Mouna Aouri is an Institute Fellow at the Tech For Good Institute. As a social entrepreneur, impact investor, and engineer, her experience spans over two decades in the MENA region, South East Asia, and Japan. She is founder of Woomentum, a Singapore-based platform dedicated to supporting women entrepreneurs in APAC through skill development and access to growth capital through strategic collaborations with corporate entities, investors and government partners.

Dr Ming Tan

Founding Executive Director

Dr Ming Tan is founding Executive Director for the Tech for Good Institute, a non-profit founded to catalyse research and collaboration on social, economic and policy trends accelerated by the digital economy in Southeast Asia. She is concurrently a Senior Fellow at the Centre for Governance and Sustainability at the National University of Singapore and Advisor to the Founder of the COMO Group, a Singaporean portfolio of lifestyle companies operating in 15 countries worldwide.  Her research interests lie at the intersection of technology, business and society, including sustainability and innovation.

 

Ming was previously Managing Director of IPOS International, part of the Intellectual Property Office of Singapore, which supports Singapore’s future growth as a global innovation hub for intellectual property creation, commercialisation and management. Prior to joining the public sector, she was Head of Stewardship of the COMO Group and the founding Executive Director of COMO Foundation, a grantmaker focused on gender equity that has served over 47 million women and girls since 2003.

 

As a company director, she lends brand and strategic guidance to several companies within the COMO Group.

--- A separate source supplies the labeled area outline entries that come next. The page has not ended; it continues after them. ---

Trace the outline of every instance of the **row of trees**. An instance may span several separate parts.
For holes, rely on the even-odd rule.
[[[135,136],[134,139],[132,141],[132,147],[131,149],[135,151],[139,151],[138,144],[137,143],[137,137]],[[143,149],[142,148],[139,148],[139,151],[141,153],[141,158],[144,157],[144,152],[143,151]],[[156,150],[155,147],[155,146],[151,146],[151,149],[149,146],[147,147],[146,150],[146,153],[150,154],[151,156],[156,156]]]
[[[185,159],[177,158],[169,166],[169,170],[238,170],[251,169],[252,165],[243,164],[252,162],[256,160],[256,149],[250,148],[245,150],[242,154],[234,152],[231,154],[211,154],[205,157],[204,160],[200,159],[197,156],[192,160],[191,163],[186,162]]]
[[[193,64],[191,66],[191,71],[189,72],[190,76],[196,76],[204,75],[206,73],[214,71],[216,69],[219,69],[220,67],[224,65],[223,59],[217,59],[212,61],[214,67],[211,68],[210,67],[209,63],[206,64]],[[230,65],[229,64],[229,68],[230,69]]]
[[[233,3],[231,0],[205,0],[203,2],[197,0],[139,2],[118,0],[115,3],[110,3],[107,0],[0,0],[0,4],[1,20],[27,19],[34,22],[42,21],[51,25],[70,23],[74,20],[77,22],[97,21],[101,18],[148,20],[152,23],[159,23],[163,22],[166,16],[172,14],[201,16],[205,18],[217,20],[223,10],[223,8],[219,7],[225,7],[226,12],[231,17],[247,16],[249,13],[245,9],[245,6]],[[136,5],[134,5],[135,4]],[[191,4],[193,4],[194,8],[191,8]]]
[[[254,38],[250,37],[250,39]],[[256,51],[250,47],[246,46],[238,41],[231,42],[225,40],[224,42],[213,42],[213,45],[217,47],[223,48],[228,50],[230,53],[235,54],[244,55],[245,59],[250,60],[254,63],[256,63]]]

Ming also serves as a Council Member of the Council for Board Diversity, on the boards of COMO Foundation and Singapore Network Information Centre (SGNIC), and on the Digital and Technology Advisory Panel for Esplanade–Theatres on the Bay, Singapore’s national performing arts centre.

 

In the non-profit, educational and government spheres, Ming is a director of COMO Foundation and Singapore Network Information Centre (SGNIC) and chairs the Asia Advisory board for Swiss hospitality business and management school EHL. She also serves on  the Council for Board Diversity and the Digital and Technology Advisory Panel for Esplanade–Theatres on the Bay, Singapore’s national performing arts centre.

 

Ming was educated in Singapore, the United States, and England. She obtained her bachelor’s and master’s degrees from Stanford University and her doctorate from Oxford.